Kekerasan ini muncul di beberapa negara Afrika lainnya dalam tindakan untuk menertibkan warga agar tidak berkeliaran di tengah penyebaran virus corona.
"Kami merasa ngeri dengan penggunaan kekuatan kepolisian yang berlebihan," ujar Amnesty International Kenya dan 19 kelompok hak asasi manusia lainnya mengatakan dalam sebuah pernyataan menjelang jam malam yang dimulai Jumat (27/3) malam.
Kelompok itu menyatakan, telah mendapatkan kesaksian dari para korban, saksi mata, dan rekaman video. Mereka menunjukkan polisi menyerang anggota masyarakat di bagian lain negara itu.
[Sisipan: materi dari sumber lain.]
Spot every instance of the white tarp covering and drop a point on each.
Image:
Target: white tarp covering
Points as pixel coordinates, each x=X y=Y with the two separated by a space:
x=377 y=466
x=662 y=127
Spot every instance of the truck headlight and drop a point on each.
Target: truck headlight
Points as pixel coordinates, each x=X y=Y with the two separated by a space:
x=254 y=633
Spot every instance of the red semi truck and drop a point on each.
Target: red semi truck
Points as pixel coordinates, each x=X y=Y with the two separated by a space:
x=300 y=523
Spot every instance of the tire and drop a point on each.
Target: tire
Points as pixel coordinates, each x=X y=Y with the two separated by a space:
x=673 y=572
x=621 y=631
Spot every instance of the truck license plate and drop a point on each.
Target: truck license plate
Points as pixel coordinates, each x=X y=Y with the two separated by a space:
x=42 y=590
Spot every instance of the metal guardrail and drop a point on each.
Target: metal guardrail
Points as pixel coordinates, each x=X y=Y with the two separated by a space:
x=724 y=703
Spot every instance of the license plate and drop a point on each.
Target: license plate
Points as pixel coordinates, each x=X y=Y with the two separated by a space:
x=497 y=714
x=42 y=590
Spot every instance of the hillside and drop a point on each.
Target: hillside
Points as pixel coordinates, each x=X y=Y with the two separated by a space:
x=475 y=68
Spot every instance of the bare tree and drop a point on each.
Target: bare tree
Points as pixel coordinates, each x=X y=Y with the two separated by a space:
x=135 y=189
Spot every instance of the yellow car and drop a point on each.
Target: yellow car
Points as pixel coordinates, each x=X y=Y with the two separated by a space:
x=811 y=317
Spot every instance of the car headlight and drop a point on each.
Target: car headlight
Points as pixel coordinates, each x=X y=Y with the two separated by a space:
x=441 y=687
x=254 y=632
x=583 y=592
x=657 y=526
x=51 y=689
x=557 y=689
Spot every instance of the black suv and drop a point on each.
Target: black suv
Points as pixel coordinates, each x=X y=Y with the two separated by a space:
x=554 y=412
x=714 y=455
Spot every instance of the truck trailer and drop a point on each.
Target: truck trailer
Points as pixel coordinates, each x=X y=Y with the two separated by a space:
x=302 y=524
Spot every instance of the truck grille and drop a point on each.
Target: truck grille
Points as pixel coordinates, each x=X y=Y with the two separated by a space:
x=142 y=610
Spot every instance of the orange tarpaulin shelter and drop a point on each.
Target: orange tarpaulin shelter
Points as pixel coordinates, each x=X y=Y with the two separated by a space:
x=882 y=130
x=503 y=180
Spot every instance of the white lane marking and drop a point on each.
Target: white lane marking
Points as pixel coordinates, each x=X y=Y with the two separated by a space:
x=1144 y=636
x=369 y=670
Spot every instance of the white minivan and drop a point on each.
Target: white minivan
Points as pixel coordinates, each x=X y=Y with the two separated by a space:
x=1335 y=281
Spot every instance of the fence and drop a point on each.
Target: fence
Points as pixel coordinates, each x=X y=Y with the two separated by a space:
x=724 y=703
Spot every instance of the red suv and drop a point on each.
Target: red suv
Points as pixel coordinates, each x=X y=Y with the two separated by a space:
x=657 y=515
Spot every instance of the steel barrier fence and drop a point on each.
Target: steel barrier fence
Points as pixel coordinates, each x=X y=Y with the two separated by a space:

Bahkan, beberapa petugas kesehatan melaporkan diintimidasi oleh petugas polisi ketika mereka mencoba untuk memberikan layanan setelah jam malam.
Kementerian Dalam Negeri Kenya menjawab kritik bahwa jam malam dimaksudkan untuk menjaga terhadap ancaman nyata terhadap kesehatan masyarakat.
"Melanggar itu tidak hanya tidak bertanggung jawab, tetapi juga membuat orang lain dalam bahaya," ujar Kementerian Dalam Negeri Kenya.
Masyarakat Hukum Kenya akan mengajukan ke pengadilan untuk menentang jam malam dengan alasan peraturan itu tidak konstitusional dan telah digunakan oleh polisi.
Presiden Masyarakat Hukum Kenya, Nelson Havi menyatakan, seharusnya hukuman untuk melanggar jam malam bukanlah hukuman fisik. "Jelas bahwa Covid-19 akan disebarkan lebih banyak oleh tindakan polisi daripada yang diklaim telah melanggar jam malam," kata Havi.
Langkah-langkah pencegahan penyebaran virus telah mengambil jalur kekerasan di beberapa bagian Afrika lainnya. Negara-negara tersebut memberlakukan isolasi wilayah dan jam malam atau menutup kota-kota besar.
Beberapa menit setelah lockdown di Afrika Selatan dimulai pada Jumat (27/3), polisi meneriaki para tunawisma di pusat kota Johannesburg. Petugas keamanan mengejar beberapa orang dengan tongkat.
Beberapa pengendara dikejar, dihentikan, dicari, dan disebut egois. Warga lain melaporkan polisi menggunakan peluru karet dan 55 orang di Afrika Selatan telah ditangkap akibat tidak segera berada di rumah.
Sedangkan di Rwanda, negara pertama di Afrika sub-Sahara yang memberlakukan lockdown, beredar kabar terdapat dua orang meninggal karena polisi bertindak akibat keduanya tidak menaati peraturan.
Polisi membantah bahwa dua warga sipil meninggal terbunuh karena menentang untuk menaati peraturan. Petugas mengatakan, orang-orang itu menyerang seorang petugas setelah dihentikan. Zimbabwe mendapatkan kritik oleh kelompok-kelompok hak asasi manusia atas tindakan keras mematikan setelah menetapkan karantina selama tiga pekan.